What Warren Buffett’s huge bets on tech say about the IBM, Google, and Microsoft


What Warren Buffett’s huge bets on tech say about the IBM, Google, and Microsoft

Warren Buffett is famous for his allergy to technology companies and their stocks. I can’t find the quote, but if my memory serves, the Oracle from Omaha once joked that he wanted to have a class answer a question on the value of a theoretical technology company, and that he would fail anyone who turned in an response.

Another Buffett-ism on why he avoids investing in the sector goes as follows: “technology is not something we understand, so we don’t invest in it.” So then why has his investment vehicle picked up massive positions in both IBM and Intel? The answer is that while the two companies are in the technology sector, they don’t act like technology companies.

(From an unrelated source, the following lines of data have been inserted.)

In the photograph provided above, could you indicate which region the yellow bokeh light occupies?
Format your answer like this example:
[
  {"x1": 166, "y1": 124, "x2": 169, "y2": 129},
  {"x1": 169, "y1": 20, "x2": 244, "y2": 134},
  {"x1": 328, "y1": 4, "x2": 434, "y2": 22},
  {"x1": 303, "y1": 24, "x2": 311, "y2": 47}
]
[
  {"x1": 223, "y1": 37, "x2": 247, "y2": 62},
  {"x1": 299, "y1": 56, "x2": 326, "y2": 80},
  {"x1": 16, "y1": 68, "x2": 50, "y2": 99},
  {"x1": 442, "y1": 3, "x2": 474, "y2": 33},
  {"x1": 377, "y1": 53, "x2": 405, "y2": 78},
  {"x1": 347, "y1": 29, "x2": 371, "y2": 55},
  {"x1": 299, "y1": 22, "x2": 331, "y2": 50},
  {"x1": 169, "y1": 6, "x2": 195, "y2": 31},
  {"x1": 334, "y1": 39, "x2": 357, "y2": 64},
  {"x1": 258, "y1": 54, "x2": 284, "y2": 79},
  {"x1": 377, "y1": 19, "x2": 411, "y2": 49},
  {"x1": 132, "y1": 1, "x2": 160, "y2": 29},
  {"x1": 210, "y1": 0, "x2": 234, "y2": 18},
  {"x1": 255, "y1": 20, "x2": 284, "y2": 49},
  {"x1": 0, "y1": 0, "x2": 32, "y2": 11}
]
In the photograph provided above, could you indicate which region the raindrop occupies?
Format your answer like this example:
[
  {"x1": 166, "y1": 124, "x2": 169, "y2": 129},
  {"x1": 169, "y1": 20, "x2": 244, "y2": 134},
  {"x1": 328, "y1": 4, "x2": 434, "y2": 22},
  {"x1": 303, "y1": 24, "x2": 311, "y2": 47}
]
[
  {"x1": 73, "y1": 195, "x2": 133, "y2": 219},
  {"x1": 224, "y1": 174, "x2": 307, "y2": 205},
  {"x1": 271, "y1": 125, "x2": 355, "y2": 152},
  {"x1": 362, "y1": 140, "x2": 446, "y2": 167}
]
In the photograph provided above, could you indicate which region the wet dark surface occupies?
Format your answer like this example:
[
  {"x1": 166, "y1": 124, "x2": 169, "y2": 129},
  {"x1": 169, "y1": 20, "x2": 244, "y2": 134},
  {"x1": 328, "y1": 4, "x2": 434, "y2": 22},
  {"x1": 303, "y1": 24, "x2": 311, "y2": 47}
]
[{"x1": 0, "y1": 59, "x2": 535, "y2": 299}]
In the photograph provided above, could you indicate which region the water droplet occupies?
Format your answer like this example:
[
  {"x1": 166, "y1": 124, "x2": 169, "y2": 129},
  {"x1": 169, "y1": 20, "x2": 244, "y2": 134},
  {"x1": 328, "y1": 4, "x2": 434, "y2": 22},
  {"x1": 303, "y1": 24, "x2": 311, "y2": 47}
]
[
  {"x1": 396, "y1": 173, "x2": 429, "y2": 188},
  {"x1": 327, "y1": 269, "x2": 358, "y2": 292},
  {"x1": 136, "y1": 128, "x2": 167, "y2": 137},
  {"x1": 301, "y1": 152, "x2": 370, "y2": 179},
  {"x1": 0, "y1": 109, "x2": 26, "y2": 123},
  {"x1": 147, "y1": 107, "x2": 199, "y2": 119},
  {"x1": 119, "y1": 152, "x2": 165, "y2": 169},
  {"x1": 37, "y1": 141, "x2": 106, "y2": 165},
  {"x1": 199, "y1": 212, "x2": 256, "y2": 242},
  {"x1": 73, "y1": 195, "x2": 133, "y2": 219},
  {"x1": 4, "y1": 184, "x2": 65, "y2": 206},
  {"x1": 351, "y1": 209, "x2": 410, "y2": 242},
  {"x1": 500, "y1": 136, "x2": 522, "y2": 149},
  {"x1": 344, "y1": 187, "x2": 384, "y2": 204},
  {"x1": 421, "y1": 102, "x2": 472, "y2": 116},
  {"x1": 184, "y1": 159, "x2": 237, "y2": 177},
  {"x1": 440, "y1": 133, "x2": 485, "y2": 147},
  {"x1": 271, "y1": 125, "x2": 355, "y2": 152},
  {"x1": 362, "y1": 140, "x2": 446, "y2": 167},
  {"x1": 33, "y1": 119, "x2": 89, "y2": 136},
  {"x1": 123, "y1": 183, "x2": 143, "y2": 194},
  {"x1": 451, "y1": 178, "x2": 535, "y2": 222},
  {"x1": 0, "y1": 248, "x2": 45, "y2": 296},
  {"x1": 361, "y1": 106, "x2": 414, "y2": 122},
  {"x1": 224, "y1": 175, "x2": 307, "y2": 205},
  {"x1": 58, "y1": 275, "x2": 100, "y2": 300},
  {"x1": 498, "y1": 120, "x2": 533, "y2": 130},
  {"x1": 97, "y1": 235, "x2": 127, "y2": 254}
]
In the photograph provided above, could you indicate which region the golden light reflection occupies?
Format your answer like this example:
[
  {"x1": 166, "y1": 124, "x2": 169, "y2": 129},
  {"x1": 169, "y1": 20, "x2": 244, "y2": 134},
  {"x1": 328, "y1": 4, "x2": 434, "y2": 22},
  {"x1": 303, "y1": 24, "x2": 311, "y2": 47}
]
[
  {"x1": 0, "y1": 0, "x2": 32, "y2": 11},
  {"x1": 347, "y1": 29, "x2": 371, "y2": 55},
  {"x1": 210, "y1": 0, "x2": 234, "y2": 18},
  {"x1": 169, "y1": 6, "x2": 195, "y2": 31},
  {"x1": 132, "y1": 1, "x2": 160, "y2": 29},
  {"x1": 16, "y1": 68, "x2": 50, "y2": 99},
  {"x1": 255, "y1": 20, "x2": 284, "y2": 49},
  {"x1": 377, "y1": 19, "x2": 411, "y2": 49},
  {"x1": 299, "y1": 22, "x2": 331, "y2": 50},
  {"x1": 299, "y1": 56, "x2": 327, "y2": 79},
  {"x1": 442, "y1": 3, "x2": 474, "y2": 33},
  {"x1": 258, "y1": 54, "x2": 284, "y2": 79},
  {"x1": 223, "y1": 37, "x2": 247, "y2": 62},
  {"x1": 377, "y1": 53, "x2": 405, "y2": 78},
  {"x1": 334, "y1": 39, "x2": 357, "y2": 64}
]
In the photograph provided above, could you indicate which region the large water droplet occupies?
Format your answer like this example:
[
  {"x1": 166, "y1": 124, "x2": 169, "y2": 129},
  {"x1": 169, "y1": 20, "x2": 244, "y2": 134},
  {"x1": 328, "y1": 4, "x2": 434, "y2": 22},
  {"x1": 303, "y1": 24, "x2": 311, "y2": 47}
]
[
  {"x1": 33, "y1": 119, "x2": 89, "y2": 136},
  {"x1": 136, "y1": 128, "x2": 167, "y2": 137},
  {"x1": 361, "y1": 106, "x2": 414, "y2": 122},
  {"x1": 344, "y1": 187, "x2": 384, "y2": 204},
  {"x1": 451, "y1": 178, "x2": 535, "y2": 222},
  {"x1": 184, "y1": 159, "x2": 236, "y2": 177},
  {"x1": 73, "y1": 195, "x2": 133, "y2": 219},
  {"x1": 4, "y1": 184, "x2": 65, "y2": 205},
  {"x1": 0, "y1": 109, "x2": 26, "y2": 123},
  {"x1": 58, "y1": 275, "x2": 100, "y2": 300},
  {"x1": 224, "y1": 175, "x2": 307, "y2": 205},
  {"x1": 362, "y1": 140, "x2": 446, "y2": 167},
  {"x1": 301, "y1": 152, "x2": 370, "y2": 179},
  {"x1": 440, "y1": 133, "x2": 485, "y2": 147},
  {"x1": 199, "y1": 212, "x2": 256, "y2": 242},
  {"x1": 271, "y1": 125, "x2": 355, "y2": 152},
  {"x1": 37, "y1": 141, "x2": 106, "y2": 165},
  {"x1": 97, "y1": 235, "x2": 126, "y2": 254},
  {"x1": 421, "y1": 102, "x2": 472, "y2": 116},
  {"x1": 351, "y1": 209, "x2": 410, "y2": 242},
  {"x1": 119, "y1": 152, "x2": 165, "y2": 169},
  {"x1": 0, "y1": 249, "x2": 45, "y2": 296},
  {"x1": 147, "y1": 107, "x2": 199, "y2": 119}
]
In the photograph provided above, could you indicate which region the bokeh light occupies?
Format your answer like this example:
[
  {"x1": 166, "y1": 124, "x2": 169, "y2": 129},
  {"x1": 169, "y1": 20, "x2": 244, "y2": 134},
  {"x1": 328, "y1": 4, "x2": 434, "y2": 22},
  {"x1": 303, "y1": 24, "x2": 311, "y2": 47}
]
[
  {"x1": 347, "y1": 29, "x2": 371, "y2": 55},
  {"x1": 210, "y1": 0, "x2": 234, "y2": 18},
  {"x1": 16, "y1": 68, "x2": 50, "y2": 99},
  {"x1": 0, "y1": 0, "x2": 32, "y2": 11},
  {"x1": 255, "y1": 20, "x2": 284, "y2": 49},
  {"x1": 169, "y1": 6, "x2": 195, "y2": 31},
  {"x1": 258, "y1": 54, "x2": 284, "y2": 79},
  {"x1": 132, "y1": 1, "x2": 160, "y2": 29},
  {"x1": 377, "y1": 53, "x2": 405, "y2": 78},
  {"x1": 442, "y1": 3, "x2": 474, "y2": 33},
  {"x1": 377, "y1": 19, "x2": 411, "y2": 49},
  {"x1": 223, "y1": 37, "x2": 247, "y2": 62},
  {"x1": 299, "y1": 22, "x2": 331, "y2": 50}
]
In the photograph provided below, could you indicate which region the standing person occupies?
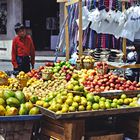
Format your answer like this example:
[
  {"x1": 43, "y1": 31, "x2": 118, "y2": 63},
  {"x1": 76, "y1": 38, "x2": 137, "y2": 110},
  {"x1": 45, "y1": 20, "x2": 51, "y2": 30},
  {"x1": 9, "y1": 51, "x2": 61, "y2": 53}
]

CNN Money puts the point in the following way: “Take a look at the type of tech Berkshire picked up, though. IBM and Intel are both entrenched, mature businesses — oligopolies, really — that have more in common with classic Buffett staples such as Coke or Procter & Gamble (PG, Fortune 500) than younger tech innovators that grab the headlines like Salesforce.com (CRM).” That is just about right, and it says volumes.

There are several things going on here, so we’ll take them piece by piece. First up, some technology companies have hit the point of stability that they can be viewed as settled in a way that technology firms traditionally haven’t been. The biggest tech success of the moment, Apple, has had famously low troughs to match its current heights. That’s not what Buffett looks for; he wants enduring value. “Our favorite holding period,” he has quipped, “is forever.”

That means that to the man himself, certain technology firms have matured to the point that they can be treated as utterly stable.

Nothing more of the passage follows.